3096 Tage (D 2013)

3096tageEs sind Fälle, die fassungslos stimmen. Menschen werden misshandelt, eingesperrt, missbraucht. Über Jahre. Doch geschieht all das nicht am anderen Ende der Welt, in Kulturkreisen, denen man überheblich moralische Unterentwicklung attestieren möchte, sondern in unmittelbarer Nachbarschaft. Es sind Reihenhäuser mit gepflegten Vorgärten und Menschen, über die Anwohner nach Offenlegung ihrer bestürzenden Taten sagen, dass sie so etwas nie erwartet hätten. Er war doch immer so freundlich und ruhig. Auf die weibliche Form wird bewusst verzichtet. Frauen sind bei solchen Verbrechern fast immer die Opfer, fast nie die Täter.

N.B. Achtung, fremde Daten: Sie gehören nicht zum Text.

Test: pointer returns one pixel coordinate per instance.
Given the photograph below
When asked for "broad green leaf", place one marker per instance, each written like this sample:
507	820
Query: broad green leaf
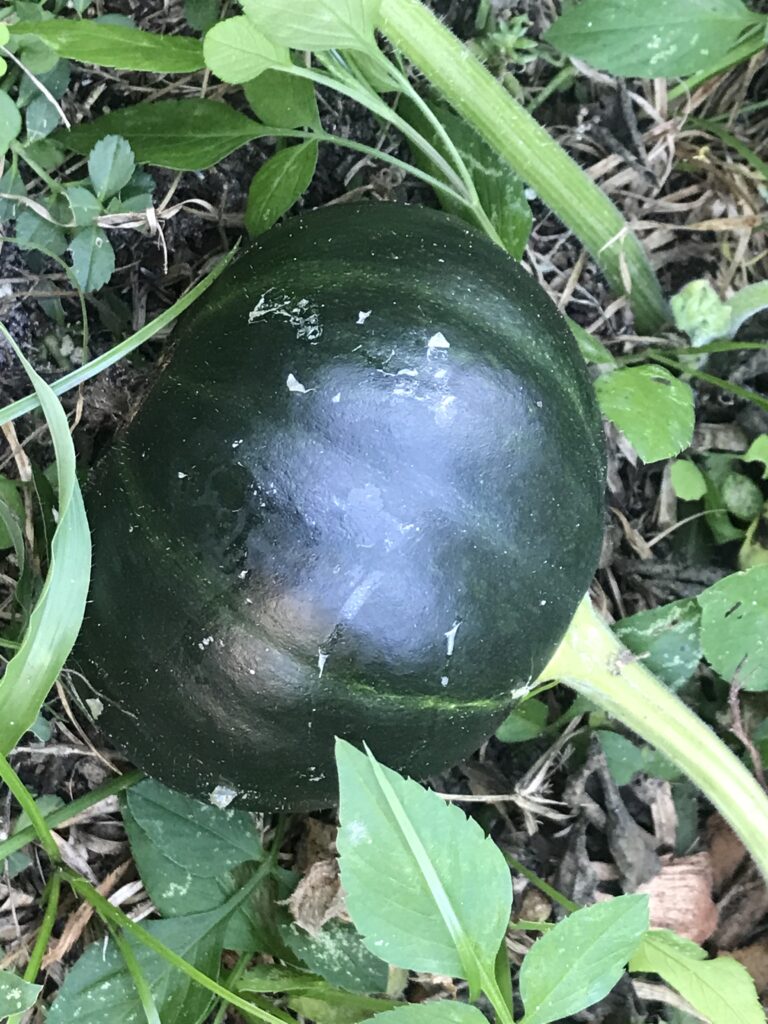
421	878
202	14
442	1012
178	892
181	134
734	628
201	838
699	312
16	995
10	122
84	205
667	638
652	409
720	989
687	480
652	39
339	954
758	452
92	258
283	100
315	25
98	989
278	184
111	166
625	760
582	958
12	505
116	45
500	190
236	51
524	723
55	621
326	1005
41	118
33	231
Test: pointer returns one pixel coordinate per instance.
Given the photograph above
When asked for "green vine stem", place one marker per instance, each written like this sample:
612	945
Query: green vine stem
569	193
593	662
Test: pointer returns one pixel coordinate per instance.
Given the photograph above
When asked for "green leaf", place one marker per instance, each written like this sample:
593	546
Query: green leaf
237	51
12	506
84	205
98	989
92	258
500	190
667	638
427	890
35	231
582	958
524	723
16	995
181	134
687	480
283	100
433	1013
699	312
178	892
55	621
652	39
720	989
41	118
652	409
337	953
111	166
10	122
315	25
625	760
202	14
200	838
11	183
278	184
734	628
116	45
758	452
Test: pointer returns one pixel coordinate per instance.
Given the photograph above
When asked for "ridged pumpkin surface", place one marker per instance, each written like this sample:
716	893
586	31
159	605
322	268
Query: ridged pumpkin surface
364	499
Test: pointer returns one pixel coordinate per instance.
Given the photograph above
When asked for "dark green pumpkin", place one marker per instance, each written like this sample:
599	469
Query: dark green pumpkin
363	500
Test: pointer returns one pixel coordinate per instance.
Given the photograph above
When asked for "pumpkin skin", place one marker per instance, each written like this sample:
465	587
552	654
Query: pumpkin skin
364	499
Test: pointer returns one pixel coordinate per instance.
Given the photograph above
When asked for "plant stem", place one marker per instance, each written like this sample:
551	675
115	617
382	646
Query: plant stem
530	152
57	817
592	662
27	803
50	897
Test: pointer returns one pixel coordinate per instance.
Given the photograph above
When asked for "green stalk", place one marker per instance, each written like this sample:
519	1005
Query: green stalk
483	103
50	898
593	662
69	811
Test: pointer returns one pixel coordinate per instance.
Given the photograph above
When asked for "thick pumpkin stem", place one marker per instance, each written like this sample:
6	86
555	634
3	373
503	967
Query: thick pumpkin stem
592	660
529	151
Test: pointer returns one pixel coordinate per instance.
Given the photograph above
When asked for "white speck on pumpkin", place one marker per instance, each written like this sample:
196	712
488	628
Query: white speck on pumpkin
322	658
222	796
451	637
295	386
437	341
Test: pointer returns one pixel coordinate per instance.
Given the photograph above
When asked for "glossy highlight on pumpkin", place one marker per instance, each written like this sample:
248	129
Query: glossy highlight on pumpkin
364	499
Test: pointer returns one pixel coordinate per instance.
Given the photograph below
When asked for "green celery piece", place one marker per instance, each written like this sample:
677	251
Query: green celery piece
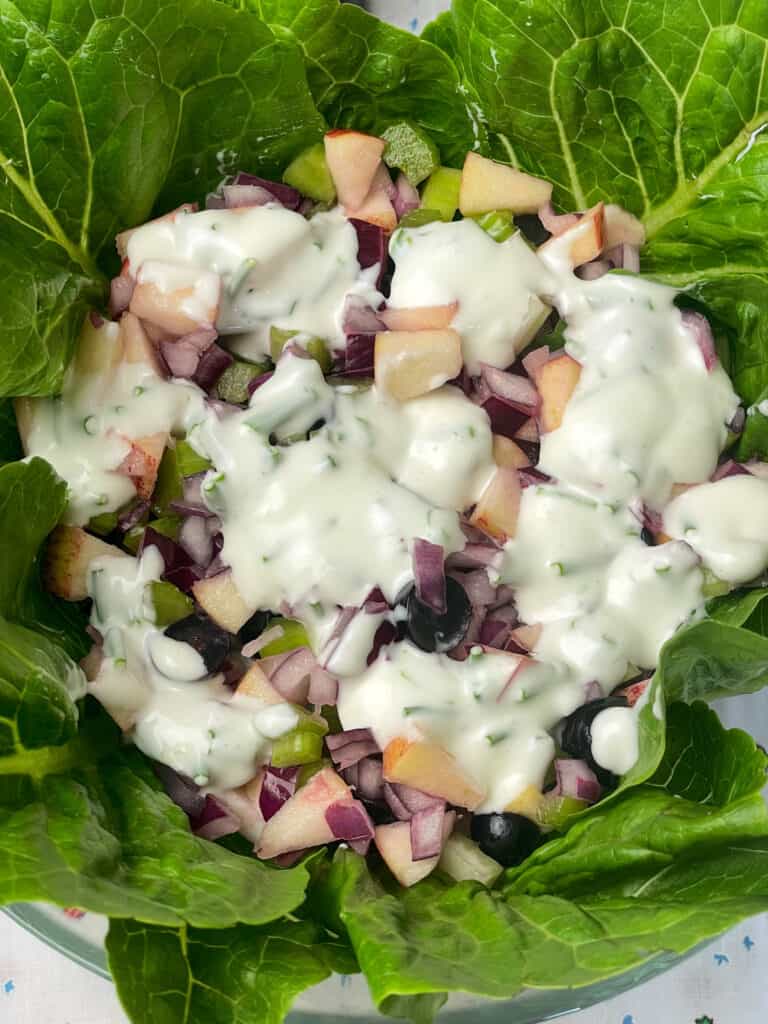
411	151
441	192
170	603
103	524
168	525
232	385
416	218
294	635
188	461
498	223
309	173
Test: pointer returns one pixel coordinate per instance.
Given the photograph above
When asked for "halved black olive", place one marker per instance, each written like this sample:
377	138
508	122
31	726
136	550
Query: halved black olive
210	641
433	632
505	837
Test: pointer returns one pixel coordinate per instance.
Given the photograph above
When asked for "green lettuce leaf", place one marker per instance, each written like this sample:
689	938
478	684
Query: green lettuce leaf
367	74
707	763
91	141
238	975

Im Gedächtnis bleiben die Gesichter der Schuldigen. Josef Fritzl zum Beispiel, der die eigene Tochter in einem Kellerverschlag einsperrte und mit ihr mehrere Kinder zeugte. Prominentestes Opfer ist Natascha Kampusch, die als Schulkind verschleppt und Zwangsgefährtin des Radio- und Fernsehtechnikers Wolfgang Priklopil wurde. Sie wagte nach ihrer Flucht und dem Selbstmord ihres Peinigers den Schritt in die Öffentlichkeit. „3096 Tage“ basiert auf ihrem eigenen Buch. Die Rechte daran erwarb Bernd Eichinger. Es war das letzte Filmprojekt, an dem der 2011 verstorbene Erfolgsproduzent (u.a. „Der Baader Meinhof Komplex“) arbeitete.

Natürlich ist die Frage erlaubt, ob – und generell warum – Kinofilme immer wieder den Versuch unternehmen, solch schockierende Kriminalfälle und das mit ihnen unweigerlich verbundene Martyrium erfahrbar machen zu wollen. Bei Meisterwerken wie „Monster“, die reale Hintergründe psychologisch zu ergründen versuchen, scheint dies noch deutlich erkennbar. Der von Sherry Hormann („Wüstenblume“) sichtlich behutsam inszenierte und von ihrem Gaten Michael Ballhaus („Die fabelhaften Baker Boys”) fotografierte Fall Kampusch beschränkt sich auf die bloße Nacherzählung aus Opfersicht. Mit zehn wird Natascha auf dem Schulweg von Priklopil (Thure Lindhardt, „Illuminati“) entführt und weggesperrt. Der Beginn eines acht Jahre währenden Leidensweges.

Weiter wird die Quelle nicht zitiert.